Other than the things I’d bought before he was born, I didn’t buy anything else until a few days before we came home. I never truly believed he would come home, and I worried that if I bought anything more, I would jinx it.
Just before discharge, we had moved into a private room on the ward to prepare for going home. No constant monitoring. Just the two of us. We were days away from leaving. And then he was back in intensive care. After everything we had been through, there we were again, right back to where it had all started. The following morning I was told he would need surgery after discharge for an unrelated issue. I walked out of the room and broke down.
Bringing him home was wonderful, yet terrifying. For months, there had always been someone there. Medical help whenever we needed it, and him attached to a monitor at all times. Then suddenly, it was just me and my baby.
As much as I couldn’t wait to leave, I grieved walking away from the staff who had become like family. Although he was nearly 12 weeks old, he was the size and weight of a newborn. His prematurity also brought its own challenges.
The NICU experience doesn’t leave you when you go home. I was so scared he would stop breathing that I sourced a medical grade monitor myself. It wasn’t something the hospital sent us home with. I checked on him constantly throughout the night. If he was unwell, I set hourly alarms.
Any concern and I was taking him to the hospital to be checked. I took him so many times that first year. And every single time we walked through those doors, the fear came flooding back.
There wasn’t space to fall apart in the NICU. I was on autopilot.
It wasn’t until about a year later, when life finally quietened, he was sleeping through the night, and my anxiety over his health had started to ease, that the trauma caught up with me. I developed postnatal depression. The weight of everything I had been carrying finally hit me, and it hit me hard. I hadn’t had the chance to process any of it until then.
A couple of years ago, I took him back to the unit. His journey will always be part of our story. I wanted the staff who changed our lives to see how far he had come.

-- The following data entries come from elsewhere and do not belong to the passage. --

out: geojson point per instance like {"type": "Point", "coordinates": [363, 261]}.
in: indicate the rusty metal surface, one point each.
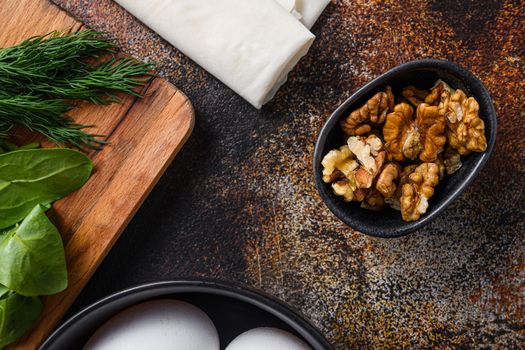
{"type": "Point", "coordinates": [239, 202]}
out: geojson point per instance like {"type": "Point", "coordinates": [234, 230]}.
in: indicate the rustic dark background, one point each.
{"type": "Point", "coordinates": [239, 202]}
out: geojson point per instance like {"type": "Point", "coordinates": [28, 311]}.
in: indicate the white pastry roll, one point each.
{"type": "Point", "coordinates": [251, 46]}
{"type": "Point", "coordinates": [310, 10]}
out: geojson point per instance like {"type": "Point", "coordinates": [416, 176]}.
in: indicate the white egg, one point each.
{"type": "Point", "coordinates": [159, 324]}
{"type": "Point", "coordinates": [265, 338]}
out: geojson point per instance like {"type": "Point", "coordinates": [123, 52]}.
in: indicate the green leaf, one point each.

A few years later, my daughter arrived. I had always wanted more children, but I was terrified of going through it all again. My experience with her was completely different. No difficulty conceiving, a healthy pregnancy, and I got to be with her from the very beginning.
I call her my healing baby. Her arrival was a huge part of my healing, even if I didn’t realise it at the time. When I look at my little boy, I no longer see the NICU. I just see him.
A couple of years ago, I took him back to the unit. His journey will always be part of our story. I wanted the staff who changed our lives to see how far he had come. And for him to see where it all started.
His birthday still gets me. Even putting this together has made me far more emotional than I expected. But when I look at him, my miracle baby, I feel a pride and gratitude that I can’t put into words. He is a fighter.